Per quel che concerne inflazione e disoccupazione, la Spagna ha registrato alcuni miglioramenti, ma ha piazzamenti nettamente meno buoni rispetto a quello della crescita. I dati Eurostat mostrano che l’inflazione spagnola nel febbraio di quest’anno era al 2,9%, superiore al 2,4% dell’Eurozona. Quanto alla disoccupazione, tradizionale punto di debolezza per la Spagna, nel gennaio di quest’anno era al 10,4%, in effetti inferiore all’11,9% di un anno prima ma comunque sempre alta e ben superiore al 6,2% dell’Eurozona.
Guardando ai dati dell’FMI, nel rapporto debito pubblico/PIL la Spagna non ha una posizione pesante come quella della vicina Italia (136% per il 2024), ma con il suo 102% indicato per l’anno passato non ha neppure un buon piazzamento. Nonostante i miglioramenti che si sono effettivamente visti dal 2021, la Spagna resta per ora ancora sopra la soglia del 100% del PIL per l’indebitamento pubblico, contro una media dell’Eurozona pari all’88% per il 2024.
È interessante vedere anche qual è la situazione di altri due Paesi del Sud Europa che fanno parte dell’UE e dell’Eurozona. Parliamo di Portogallo e Grecia, che insieme a Italia e Spagna erano finiti sotto i riflettori (vedi l’acronimo PIGS) nel primo decennio degli anni Duemila, accusati di eccessiva debolezza in economia e nei conti pubblici. Per la crescita, il Portogallo ha gradualmente risalito la china e, a parte il 2020 pandemico, ha ritrovato un ritmo apprezzabile, con aumenti del PIL del 2,3% nel 2023 e dell’1,9% nel 2024. La disoccupazione portoghese in febbraio era nella media dell’Eurozona e lo stesso dicasi per l’inflazione.
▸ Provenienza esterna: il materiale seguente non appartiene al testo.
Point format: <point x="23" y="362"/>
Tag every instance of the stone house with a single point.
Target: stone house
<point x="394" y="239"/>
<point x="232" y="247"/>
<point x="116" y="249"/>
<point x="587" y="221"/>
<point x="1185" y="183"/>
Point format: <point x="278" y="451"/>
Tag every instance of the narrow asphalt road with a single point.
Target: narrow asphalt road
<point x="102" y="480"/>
Il debito pubblico/PIL portoghese è al 94% per il 2024, ancora alto ma molto sotto il 131% del 2015.
Alcuni miglioramenti ci sono stati anche per la Grecia, Paese che era stato al centro di grandi controversie per via della sua pesante situazione economica e per via del piano di risanamento proposto e sostenuto da UE, BCE, FMI. Dopo molte polemiche su una eccessiva austerità finanziaria (secondo gli oppositori) o su un opportuno rigore nei conti pubblici (secondo i sostenitori del piano), la Grecia ha adottato le misure proposte, affrontando le difficoltà e poi risalendo, seppur gradualmente.
Lisbona e Atene
Come già Lisbona, anche Atene ha accettato la linea del risanamento ed ha ottenuto alcuni risultati. Caduta e rimbalzi pandemici a parte, la crescita economica greca tra il 2016 e il 2023 si è collocata nella fascia 2%-3% e dovrebbe esser stata dell’1,9% nel 2024. Inflazione e disoccupazione, pur restando nettamente sopra la media Eurozona, sono scese. Il debito pubblico/PIL della Grecia è al 159% per il 2024, certo ancora troppo elevato, ma decisamente inferiore al 179% registrato da Atene nel 2015.